Methods: In this survey, the building itself was a primary document among other data, which included
its metrical assessment carried out by the author, the master degree dissertation, in addition to
architectural history, technologies, materials and constructive techniques employed in the 19th
century.
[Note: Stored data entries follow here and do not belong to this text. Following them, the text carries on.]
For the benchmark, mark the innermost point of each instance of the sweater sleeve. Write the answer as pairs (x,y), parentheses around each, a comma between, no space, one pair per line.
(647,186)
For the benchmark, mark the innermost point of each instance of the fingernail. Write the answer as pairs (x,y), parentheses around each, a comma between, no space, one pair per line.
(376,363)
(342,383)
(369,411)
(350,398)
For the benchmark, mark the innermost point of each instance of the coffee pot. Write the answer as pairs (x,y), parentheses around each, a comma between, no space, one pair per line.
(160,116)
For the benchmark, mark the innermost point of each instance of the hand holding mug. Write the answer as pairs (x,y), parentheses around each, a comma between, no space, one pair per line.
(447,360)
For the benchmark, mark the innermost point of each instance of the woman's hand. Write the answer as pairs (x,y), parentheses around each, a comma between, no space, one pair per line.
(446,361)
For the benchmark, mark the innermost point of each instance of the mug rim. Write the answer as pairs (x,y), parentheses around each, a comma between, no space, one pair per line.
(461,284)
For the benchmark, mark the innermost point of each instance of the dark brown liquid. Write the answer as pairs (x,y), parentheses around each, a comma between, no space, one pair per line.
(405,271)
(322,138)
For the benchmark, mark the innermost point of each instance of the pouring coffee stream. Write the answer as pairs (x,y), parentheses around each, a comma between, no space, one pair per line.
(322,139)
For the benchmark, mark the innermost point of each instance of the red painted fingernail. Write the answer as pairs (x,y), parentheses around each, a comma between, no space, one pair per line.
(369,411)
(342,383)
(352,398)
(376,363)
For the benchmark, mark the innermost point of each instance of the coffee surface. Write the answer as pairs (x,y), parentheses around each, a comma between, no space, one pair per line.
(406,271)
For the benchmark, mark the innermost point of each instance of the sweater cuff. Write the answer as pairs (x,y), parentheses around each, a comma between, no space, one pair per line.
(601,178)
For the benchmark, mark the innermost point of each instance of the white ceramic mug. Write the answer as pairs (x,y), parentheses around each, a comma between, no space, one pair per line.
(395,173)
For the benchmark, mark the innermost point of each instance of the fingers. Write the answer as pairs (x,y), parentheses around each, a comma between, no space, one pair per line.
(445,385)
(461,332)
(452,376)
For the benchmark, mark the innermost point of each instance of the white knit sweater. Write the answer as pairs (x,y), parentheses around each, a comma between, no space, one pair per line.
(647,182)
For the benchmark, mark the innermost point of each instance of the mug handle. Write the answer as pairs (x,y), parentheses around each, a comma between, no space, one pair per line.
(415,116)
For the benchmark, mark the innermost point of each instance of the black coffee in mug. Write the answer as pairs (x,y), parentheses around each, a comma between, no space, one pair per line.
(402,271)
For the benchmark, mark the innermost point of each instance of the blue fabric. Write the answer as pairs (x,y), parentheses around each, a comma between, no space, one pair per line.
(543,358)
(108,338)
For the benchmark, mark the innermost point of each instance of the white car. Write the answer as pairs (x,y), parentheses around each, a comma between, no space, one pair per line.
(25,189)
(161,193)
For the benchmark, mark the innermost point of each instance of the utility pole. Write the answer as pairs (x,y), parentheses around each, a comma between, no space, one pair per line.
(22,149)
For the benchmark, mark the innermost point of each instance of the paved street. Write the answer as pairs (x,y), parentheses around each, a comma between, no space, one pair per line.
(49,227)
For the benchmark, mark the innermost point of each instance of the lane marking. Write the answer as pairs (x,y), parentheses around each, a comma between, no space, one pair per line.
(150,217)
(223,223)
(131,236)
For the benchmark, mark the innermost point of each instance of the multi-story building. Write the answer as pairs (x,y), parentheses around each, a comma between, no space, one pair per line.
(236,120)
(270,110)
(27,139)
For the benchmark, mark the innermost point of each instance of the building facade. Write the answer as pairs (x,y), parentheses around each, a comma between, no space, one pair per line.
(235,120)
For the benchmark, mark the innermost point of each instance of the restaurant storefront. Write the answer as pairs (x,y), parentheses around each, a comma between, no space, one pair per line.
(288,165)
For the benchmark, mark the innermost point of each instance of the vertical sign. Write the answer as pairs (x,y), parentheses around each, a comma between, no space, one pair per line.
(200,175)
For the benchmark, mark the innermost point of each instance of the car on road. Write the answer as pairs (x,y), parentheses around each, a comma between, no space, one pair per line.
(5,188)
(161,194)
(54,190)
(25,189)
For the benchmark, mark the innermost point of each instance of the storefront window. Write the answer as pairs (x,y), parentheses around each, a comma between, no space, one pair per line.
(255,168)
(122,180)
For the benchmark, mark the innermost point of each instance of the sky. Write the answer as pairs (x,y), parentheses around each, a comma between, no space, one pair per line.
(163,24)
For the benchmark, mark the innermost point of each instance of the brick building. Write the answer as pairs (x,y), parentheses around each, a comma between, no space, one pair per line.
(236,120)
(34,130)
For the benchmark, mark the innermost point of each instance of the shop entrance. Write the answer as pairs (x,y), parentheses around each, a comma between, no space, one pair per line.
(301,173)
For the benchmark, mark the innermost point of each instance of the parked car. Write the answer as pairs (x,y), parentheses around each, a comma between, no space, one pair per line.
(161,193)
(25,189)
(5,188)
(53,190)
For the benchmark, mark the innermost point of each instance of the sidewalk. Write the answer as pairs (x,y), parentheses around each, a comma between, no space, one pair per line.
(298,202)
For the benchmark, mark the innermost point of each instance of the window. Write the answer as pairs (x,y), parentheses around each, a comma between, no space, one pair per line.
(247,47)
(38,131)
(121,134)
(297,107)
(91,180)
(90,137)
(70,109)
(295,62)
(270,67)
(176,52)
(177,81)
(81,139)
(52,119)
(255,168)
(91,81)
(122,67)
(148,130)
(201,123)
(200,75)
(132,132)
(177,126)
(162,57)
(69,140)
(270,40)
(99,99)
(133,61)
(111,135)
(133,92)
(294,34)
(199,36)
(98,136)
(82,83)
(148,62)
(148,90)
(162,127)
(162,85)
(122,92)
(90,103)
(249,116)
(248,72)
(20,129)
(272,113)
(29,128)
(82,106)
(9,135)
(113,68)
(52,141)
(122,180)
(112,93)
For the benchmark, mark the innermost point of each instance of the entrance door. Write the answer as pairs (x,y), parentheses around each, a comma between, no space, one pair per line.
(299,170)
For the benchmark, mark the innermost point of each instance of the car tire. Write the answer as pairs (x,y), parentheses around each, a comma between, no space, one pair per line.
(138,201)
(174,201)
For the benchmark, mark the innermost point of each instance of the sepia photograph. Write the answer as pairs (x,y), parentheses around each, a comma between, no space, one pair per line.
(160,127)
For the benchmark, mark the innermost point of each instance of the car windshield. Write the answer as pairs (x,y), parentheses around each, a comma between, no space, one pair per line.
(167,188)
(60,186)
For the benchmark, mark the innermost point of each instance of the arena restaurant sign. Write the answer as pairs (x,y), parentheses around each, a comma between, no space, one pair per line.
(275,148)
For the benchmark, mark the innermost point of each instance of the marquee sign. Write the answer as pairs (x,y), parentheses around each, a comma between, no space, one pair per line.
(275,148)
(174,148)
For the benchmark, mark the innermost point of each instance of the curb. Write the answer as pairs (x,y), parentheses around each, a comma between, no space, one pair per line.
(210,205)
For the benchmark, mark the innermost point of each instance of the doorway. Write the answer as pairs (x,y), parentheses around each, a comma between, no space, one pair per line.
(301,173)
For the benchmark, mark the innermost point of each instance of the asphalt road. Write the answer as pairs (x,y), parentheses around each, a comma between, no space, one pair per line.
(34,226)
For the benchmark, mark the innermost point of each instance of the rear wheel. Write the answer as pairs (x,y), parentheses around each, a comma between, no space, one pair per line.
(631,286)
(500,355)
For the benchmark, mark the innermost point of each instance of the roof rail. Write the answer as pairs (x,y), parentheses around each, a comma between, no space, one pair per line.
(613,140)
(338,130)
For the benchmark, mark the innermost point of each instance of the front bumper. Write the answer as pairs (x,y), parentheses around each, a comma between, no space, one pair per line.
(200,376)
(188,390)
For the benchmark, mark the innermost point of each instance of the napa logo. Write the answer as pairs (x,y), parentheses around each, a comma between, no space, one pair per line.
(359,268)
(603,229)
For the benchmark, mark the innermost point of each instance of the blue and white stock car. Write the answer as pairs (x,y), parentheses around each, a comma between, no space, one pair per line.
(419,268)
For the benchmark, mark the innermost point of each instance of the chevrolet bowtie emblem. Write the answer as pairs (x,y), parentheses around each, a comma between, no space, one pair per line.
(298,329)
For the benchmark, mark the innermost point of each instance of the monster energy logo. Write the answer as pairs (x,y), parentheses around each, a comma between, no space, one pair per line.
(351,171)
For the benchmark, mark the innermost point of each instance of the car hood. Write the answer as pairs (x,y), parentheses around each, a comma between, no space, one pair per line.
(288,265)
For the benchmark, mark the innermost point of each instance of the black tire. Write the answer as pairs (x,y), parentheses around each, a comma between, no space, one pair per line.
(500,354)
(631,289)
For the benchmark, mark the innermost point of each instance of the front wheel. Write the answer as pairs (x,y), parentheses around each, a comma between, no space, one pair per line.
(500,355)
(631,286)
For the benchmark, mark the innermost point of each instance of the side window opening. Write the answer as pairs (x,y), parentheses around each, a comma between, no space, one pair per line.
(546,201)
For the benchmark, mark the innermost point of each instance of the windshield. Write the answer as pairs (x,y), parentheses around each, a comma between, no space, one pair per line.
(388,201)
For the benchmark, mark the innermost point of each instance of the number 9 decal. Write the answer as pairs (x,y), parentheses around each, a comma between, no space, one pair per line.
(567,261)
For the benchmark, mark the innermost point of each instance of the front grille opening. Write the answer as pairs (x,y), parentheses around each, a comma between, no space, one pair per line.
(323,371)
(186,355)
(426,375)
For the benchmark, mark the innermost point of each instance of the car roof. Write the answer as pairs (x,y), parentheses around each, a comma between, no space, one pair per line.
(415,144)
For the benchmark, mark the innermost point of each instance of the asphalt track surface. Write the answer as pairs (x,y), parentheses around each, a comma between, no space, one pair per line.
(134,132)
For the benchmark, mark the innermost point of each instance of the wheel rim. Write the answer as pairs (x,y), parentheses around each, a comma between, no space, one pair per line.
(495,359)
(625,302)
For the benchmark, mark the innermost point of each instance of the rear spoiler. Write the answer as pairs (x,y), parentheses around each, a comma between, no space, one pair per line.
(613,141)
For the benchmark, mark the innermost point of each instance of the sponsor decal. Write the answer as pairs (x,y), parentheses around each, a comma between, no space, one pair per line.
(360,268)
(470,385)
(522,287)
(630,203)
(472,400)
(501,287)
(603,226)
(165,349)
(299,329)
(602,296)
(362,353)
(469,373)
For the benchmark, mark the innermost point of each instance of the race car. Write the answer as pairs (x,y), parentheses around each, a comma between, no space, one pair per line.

Findings: This analysis results prove the influence of available constructive technologies in
those days when it comes to decisions related to Pedro II Asylum architectonic solutions projects.
Originality/value: The originality of this survey consist in analyzing the impact of constructive
techniques and materials in the project decisions, under a historical standpoint, first step in the
understanding of genealogy of a project process of a neoclassical building.
INTRODUÇÃO
1 SURGIMENTO DO NEOCLASSICISMO
No Brasil, embora algumas manifestações classicistas tenham surgido no século XVIII, foi
no século seguinte, como se verá a seguir, que o neoclassicismo se firmou como tendência
dominante da arquitetura oficial no Rio de Janeiro. O século XIX foi decisivo para a
formação cultural brasileira. Conforme Rocha-Peixoto (2000), com a transferência da família
real portuguesa para o Rio de Janeiro em 1808, a simples sede colonial na longínqua
América passou a ser a única cidade colonial da história a se tornar capital de seu império.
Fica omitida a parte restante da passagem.